Hope you enjoy it! Thanks!


  1. The 5E D&D Dungeon Master's Guide, page 288-289, includes a variant spell point system.

    1. Yes, thank you! Like I've said, "5e already has rules for this, but I'd try something even simpler""

  2. Very interesting points. I would just like to say that Int. Mod. + level would feel very, very weak for most players; whereas a viable alternative might be to have a gain of Int. Mod. points per level, or 1 + Int. Mod., which would both allow for comparable levels of spellcasting to the base game's wizards. The latter option gives significantly more points than the 89 that the spell slots of a Lv. 20 character would be converted to, if the character has 18 or 20 Intelligence [100 or 120 vs. 89]; whereas the former would have a 20 Intelligence caster *just barely* edge out the base game's spellcasting capabilities with 11 more points than the slot-to-point conversion rate would have allowed, if normal level progression were followed.

    Obviously, this would invalidate your "spending more than half MP at once is dangerous" option, with the exception of if it meant "half of current MP," but one could create a similar sense of danger by suggesting that one can only cast spells that they would be skilled enough to cast in the base game, given the class's progression, and that casting more than one of each level for 6th, 7th, 8th, and 9th level spells caused a chance of some negative consequence occurring.

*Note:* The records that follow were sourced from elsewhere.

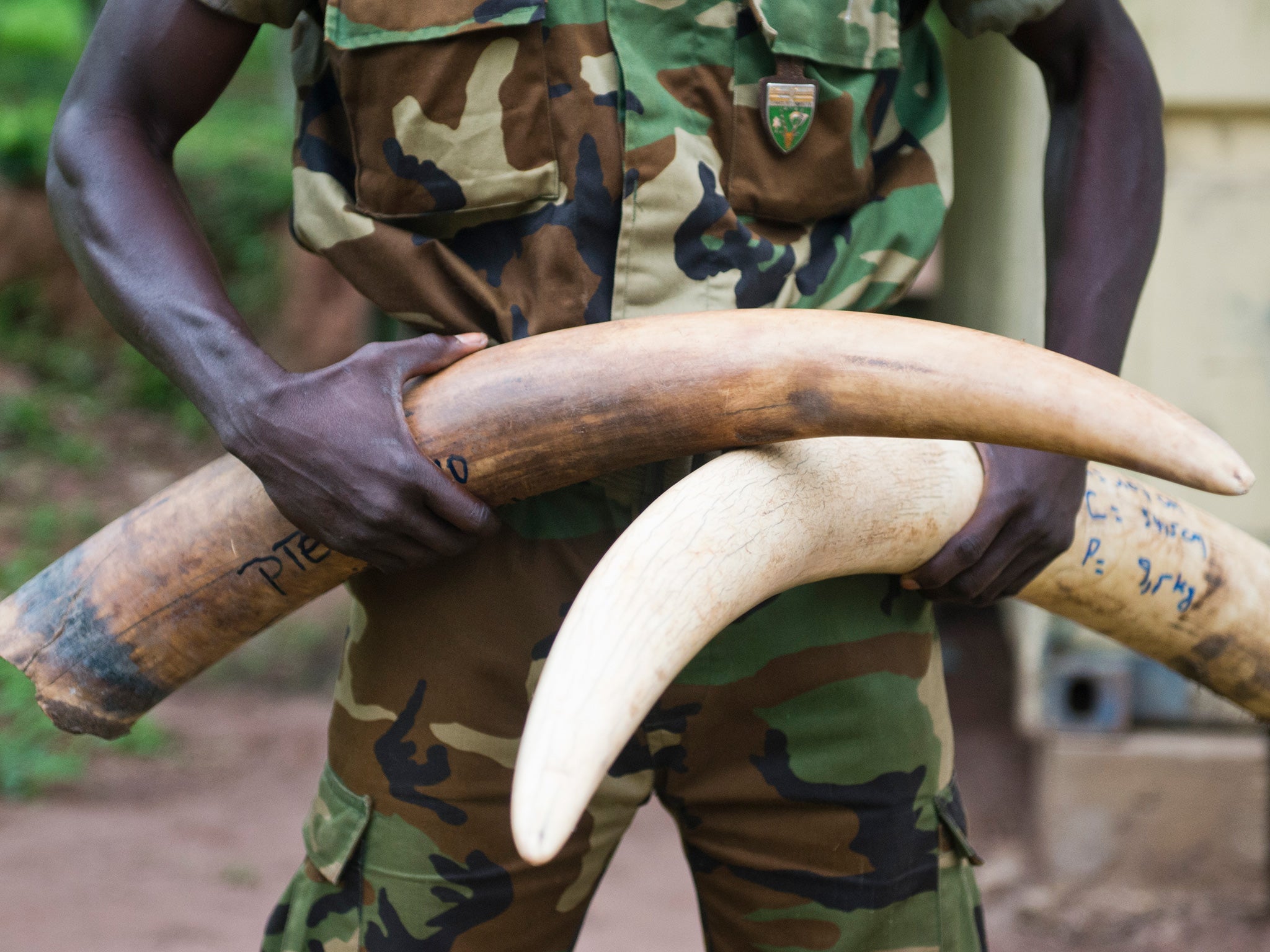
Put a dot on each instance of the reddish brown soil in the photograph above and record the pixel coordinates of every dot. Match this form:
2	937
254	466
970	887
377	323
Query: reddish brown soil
189	853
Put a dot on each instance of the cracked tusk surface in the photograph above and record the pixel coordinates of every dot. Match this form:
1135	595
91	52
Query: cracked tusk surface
172	587
758	522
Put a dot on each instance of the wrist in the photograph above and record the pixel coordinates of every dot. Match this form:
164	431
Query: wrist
234	405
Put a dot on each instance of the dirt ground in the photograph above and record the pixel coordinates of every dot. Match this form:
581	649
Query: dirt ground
187	853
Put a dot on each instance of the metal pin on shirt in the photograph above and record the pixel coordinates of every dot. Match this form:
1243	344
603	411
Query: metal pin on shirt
788	103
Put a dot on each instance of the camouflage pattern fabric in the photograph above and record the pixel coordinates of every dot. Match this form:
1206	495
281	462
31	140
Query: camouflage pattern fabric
807	756
518	167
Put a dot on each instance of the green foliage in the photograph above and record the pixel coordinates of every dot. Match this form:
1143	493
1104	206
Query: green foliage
40	43
35	754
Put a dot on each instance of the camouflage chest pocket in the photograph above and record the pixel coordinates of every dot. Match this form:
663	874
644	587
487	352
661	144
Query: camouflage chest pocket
825	165
447	103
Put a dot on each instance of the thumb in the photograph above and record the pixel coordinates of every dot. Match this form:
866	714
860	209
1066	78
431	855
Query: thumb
433	352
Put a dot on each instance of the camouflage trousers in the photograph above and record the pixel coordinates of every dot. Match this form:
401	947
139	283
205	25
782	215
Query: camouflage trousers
806	754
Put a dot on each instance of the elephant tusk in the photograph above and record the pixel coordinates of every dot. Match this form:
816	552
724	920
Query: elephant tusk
149	602
1160	576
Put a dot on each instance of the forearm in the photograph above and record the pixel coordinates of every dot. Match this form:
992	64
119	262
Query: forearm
1104	193
123	219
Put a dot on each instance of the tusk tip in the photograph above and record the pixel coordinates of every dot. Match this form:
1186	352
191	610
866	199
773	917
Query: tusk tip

    1. Yeah, that's a good idea. Int. Mod. + level is weak compared to 5e as written. Still trying to come up with the perfect formula, something simple and with few exceptions.

  3. You could have also have MP regained whenever a player spends a HD to recover HP. This would also let MP be recovered at a faster rate through a bard's Song of Rest.

    There could be magic items (single use?) that would permanently add 1d6 or 1d8 MP for a PC, or a scroll that, when translated, teaches them to cast a spell for fewer MP than normal.

    And I like the simplicity of Level plus Int Mod, but I'm leaning towards Int (or whatever mod) times your Proficiency Bonus. You'd end up with 30 (36?) MP near endgame, you get around 6 to 8 to start with, just enough to be useful all day without being overpowered in the beginning.

    Not sure how'd this work with Warlocks. Maybe a smaller pool, but it refreshes also on a short rest? Or leave them with spell slots?

    Now I really want to combine this with the old "Paths of Power" article for 2E. Completing a path giving you new spells, or different metamagic to apply, etc.

    1. I like the idea of giving more uses to HD.

      Also, Int times prof bonus is a really cool idea, the amount of MP you get is a lot closer to what 5e already does.

      Not sure about warlocks, etc. TBH, I am not even sure I like the warlock/sorcerer idea, those are just different magi-users IMO.

  4. I've been using a MP point system for all the classes in my "Once More" system: https://slightadjustments.blogspot.com/2020/04/once-more.html

    A few fun things I had was that melee classes often have "expend the rest of your MP" as the cost, and Barbarians are buffed while they are at 0 MP. Since all classes can share MP in thematic ways, I'm predicting that the Barbarian will often give the Wizard party member all of their MP via mead!

    1. That's a cool idea!

      And I really love what you did with classes! 36 (in 6 themes) is a good number. The whole system is very interesting, will use as inspiration top work with inspiration points (pardon the pun)!